I am still receiving daily thoughts from Father Richard Rohr. On some days his writings really grab me, pull me up short or hit me in the gut; and on others what he writes seems to tie in with conversations I have been generally having.
This week Rohr writes: ‘Almost all religion begins with a specific encounter with something that feels “holy” or transcendent: a place, an emotion, an image, music, a liturgy, an idea that suddenly gives you access to God’s Bigger World. The natural and universal response is to “idolize” and idealize that event. It becomes sacred for you, and it surely is. The only mistake is that too many then conclude that this is the only way, the best way, the superior way, the special way that I myself just happen to have discovered. Then, they must both protect their idol and spread this exclusive way to others.’
As I read those words this week, many conversations around this ‘there is only one way’ theme came to my mind. I seem to have had lots of conversations with people, a lot (but not all) have been with other Christians, who seem to be very concerned with being right and making sure we are all ‘right’ in the same way. This outlook, coupled with the idea that this one idea then needs to be protected does, I think, result in people becoming entrenched in arguments. If you feel you need to protect an opinion or a viewpoint then it becomes very difficult to really hear the opinions and interpretations of others and miss the prompting that may tell you that your opinion needs to alter slightly or even be ditched and changed altogether.

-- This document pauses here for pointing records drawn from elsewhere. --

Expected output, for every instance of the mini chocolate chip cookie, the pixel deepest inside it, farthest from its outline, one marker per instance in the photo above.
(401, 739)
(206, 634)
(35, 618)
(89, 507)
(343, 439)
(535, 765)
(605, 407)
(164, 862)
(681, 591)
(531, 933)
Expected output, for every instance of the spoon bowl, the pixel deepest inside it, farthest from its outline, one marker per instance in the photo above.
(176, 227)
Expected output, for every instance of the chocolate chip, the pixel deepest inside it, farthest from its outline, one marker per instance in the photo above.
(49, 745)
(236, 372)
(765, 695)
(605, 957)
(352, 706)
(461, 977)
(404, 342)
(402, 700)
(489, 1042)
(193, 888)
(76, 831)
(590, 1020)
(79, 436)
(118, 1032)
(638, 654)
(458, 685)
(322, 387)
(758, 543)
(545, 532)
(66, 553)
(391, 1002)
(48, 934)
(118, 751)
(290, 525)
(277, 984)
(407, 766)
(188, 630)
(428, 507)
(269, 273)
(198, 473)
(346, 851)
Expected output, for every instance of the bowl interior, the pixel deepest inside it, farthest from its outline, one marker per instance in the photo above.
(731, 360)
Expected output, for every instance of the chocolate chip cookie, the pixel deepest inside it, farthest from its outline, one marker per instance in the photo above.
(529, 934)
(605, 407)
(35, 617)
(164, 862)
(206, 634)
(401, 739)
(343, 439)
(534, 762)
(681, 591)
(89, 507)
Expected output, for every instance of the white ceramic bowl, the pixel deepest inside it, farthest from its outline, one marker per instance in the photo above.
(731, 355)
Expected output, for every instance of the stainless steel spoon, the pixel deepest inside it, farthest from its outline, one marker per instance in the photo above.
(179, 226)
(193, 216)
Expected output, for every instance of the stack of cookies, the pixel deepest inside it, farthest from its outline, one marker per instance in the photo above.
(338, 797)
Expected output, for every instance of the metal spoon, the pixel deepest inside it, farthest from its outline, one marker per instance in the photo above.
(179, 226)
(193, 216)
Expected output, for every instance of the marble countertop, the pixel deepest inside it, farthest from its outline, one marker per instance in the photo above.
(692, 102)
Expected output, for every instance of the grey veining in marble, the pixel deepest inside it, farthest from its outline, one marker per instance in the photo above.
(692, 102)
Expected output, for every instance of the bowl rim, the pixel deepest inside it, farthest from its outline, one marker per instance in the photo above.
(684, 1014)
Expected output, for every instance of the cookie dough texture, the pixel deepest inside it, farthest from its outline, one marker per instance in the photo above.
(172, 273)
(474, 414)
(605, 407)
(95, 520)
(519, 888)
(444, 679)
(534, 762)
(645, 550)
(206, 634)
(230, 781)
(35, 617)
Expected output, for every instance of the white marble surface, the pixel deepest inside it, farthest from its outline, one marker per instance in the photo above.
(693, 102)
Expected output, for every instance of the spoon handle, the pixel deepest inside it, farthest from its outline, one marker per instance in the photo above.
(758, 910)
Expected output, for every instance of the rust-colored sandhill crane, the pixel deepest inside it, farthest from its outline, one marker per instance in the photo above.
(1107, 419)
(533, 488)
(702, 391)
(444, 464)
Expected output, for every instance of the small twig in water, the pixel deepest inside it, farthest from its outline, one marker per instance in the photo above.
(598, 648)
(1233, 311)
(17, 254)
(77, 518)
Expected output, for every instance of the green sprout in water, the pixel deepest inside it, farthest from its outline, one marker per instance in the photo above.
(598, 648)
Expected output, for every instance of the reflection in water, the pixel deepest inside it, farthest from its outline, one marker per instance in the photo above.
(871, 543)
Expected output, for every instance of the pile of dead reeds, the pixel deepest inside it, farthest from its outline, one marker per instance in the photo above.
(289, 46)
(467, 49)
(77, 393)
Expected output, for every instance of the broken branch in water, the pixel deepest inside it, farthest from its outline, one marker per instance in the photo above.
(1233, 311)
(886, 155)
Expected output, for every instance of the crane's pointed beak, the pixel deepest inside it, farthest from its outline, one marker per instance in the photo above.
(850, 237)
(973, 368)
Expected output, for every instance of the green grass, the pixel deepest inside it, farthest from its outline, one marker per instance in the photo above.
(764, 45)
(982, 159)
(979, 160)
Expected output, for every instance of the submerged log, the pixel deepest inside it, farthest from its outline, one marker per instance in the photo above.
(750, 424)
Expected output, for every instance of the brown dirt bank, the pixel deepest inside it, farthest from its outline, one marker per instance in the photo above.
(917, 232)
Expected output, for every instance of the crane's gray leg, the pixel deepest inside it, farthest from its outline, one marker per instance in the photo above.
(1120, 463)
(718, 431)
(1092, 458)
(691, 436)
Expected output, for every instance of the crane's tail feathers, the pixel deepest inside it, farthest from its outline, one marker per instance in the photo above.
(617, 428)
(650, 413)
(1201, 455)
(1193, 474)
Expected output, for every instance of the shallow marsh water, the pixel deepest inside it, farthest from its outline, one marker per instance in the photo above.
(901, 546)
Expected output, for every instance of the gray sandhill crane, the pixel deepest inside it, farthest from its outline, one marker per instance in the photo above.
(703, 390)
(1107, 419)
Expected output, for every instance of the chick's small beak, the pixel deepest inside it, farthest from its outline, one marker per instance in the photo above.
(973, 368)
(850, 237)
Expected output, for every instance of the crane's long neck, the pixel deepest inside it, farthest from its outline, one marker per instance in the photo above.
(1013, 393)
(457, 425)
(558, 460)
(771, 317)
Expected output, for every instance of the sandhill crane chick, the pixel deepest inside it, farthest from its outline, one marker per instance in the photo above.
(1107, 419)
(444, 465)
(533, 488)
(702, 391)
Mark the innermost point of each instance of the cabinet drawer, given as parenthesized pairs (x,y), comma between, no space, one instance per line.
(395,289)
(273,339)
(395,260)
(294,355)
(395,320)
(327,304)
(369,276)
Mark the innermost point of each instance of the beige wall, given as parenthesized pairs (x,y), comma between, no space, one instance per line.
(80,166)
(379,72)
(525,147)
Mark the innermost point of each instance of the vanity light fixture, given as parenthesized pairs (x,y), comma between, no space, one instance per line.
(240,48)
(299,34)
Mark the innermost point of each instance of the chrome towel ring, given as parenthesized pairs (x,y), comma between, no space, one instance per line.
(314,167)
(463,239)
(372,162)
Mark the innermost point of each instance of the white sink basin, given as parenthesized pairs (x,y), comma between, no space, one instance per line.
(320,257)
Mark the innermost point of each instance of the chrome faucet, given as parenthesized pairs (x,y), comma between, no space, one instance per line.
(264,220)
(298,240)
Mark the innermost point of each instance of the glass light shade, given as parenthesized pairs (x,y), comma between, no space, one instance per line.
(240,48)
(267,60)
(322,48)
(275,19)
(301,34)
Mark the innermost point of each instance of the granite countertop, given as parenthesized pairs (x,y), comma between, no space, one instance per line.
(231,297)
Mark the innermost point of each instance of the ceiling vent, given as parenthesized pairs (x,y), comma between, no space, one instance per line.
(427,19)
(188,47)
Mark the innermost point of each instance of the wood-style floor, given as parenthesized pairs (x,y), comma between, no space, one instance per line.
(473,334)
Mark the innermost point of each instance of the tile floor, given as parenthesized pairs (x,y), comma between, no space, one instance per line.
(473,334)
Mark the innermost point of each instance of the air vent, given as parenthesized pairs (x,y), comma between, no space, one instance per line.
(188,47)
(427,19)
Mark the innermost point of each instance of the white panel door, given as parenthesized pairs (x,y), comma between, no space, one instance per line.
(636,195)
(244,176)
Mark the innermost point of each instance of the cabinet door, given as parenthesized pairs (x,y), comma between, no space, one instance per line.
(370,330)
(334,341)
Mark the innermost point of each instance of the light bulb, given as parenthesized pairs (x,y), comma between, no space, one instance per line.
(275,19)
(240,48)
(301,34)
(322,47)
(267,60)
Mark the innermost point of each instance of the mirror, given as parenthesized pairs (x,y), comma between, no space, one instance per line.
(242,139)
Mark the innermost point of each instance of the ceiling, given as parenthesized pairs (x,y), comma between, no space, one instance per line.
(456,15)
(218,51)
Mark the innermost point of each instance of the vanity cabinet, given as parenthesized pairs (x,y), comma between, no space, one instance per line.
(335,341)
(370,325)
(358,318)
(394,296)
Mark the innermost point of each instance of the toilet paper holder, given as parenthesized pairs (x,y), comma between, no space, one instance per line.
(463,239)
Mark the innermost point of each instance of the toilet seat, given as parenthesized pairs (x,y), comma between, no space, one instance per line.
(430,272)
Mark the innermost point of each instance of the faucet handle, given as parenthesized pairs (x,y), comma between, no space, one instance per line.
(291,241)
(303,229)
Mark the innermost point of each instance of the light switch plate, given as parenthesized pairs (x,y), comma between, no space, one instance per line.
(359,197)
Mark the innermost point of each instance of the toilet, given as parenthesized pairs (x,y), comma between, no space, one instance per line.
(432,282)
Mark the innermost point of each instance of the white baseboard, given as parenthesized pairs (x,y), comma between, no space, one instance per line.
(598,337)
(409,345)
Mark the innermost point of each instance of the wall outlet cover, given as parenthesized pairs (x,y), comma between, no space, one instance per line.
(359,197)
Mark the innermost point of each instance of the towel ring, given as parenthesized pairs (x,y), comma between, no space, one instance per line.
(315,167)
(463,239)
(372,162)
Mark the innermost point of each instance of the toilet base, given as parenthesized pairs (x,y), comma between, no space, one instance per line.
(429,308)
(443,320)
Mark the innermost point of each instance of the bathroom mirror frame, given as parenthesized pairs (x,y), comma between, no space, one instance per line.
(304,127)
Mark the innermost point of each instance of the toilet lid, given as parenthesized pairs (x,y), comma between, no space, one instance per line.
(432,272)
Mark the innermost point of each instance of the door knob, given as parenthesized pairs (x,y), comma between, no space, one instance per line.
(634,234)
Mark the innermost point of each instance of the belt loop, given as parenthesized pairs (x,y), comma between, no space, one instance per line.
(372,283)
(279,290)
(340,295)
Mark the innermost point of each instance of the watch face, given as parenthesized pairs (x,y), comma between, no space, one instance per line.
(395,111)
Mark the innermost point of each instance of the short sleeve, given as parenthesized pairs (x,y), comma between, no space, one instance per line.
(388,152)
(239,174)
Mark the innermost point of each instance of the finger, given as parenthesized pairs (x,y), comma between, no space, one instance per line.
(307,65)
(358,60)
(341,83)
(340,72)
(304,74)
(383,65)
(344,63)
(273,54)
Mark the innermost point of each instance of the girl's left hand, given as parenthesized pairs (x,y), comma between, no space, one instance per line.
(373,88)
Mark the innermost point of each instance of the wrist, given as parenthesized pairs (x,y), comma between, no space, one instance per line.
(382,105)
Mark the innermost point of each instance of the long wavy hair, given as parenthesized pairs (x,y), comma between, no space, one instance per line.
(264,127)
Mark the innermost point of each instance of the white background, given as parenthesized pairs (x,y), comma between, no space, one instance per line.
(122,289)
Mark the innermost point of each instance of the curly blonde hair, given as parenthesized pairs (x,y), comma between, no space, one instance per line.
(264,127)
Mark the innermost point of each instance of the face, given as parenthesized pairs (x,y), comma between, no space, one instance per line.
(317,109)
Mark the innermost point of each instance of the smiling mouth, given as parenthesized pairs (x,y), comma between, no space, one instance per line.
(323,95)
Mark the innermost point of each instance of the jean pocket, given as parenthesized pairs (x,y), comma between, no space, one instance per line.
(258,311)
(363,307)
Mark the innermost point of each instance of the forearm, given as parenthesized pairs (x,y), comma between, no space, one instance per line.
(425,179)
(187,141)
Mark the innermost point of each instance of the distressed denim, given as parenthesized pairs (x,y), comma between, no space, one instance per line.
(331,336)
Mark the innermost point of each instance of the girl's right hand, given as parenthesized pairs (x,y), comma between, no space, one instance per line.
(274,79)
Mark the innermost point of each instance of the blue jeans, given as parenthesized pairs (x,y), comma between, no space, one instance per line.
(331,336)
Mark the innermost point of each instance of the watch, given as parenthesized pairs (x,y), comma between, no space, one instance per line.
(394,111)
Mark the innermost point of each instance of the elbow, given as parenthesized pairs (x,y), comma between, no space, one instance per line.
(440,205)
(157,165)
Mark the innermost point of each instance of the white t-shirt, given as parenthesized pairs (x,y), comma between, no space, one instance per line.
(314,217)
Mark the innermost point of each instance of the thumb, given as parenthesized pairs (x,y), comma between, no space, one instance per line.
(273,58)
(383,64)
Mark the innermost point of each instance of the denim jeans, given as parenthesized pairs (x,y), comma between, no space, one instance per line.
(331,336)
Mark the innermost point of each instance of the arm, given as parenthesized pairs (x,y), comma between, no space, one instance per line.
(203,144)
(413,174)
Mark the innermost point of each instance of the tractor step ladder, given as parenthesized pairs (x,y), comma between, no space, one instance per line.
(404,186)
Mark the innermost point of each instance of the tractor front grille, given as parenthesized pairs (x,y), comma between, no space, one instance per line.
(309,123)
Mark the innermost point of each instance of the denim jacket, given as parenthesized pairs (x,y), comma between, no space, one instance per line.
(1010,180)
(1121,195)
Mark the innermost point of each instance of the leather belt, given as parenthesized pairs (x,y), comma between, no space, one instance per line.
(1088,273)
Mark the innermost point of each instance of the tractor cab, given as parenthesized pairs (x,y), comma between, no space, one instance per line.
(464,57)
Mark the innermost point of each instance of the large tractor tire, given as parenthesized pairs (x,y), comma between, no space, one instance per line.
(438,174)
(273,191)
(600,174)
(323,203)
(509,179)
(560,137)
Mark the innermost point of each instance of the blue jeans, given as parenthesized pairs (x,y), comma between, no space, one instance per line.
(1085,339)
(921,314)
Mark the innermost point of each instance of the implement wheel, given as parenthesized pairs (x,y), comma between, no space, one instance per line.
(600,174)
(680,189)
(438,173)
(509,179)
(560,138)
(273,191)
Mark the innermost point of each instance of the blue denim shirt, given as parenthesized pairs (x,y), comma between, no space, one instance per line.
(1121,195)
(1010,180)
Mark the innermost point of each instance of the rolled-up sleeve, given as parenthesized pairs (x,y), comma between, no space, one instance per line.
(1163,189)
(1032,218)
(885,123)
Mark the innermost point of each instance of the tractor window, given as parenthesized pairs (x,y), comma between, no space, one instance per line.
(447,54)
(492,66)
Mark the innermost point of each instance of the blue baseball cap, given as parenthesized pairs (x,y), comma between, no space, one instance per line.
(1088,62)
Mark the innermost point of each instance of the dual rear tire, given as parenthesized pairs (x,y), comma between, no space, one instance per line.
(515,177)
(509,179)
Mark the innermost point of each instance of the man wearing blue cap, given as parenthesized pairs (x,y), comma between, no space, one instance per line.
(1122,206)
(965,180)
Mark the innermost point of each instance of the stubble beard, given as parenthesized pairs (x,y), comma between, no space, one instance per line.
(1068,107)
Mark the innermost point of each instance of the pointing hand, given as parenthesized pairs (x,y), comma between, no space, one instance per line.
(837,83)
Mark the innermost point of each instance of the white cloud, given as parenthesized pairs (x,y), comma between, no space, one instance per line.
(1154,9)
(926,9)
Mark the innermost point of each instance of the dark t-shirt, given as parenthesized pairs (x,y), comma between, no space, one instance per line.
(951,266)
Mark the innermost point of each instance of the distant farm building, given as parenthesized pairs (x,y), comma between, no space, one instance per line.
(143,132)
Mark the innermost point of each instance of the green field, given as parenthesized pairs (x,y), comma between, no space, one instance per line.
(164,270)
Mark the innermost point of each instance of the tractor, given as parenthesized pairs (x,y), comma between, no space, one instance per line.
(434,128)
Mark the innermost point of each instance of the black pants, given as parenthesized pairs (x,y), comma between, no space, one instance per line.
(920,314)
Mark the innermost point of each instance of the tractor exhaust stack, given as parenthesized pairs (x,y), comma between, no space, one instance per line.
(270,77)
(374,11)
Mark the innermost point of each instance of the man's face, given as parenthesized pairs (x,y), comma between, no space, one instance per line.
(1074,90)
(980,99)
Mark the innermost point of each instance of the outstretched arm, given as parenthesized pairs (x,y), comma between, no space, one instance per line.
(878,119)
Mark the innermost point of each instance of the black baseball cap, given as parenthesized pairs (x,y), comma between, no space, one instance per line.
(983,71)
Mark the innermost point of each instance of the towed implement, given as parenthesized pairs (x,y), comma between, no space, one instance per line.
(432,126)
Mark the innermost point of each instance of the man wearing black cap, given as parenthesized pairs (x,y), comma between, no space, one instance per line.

I overheard a statement in the pub the other day …. ‘I have strong opinions, but they are weakly held’. It was said in a joking manner, but I think it sums up an excellent outlook. To my simple mind and thinking, that short stament, for me, somes up how I attempt to sit with my theology and my understanding of how I should live out my theology in my everyday life.
I am starting to believe that having an outlook that says, ‘this is my opinion but I may be wrong and so I am genuinely interested in what you think’ means that dialogue stays open, that surprises happen and that understanding develops in new ways. It gives space for God to simply be God! (Of course it goes without saying that as an anglican priest this all happens in relation to my prayer and bible study life (ie I don’t just rush off with the latest great ideas …. I am a thinker and mull things over …. I don’t think i’ve made a snap decision since about 1970!!!))
So … strong opinions, weakly held ….. firm ideas, gently owned, ….. sound views, lightly embraced …. all of which needs space to listen … to ourselves, to each other and to God.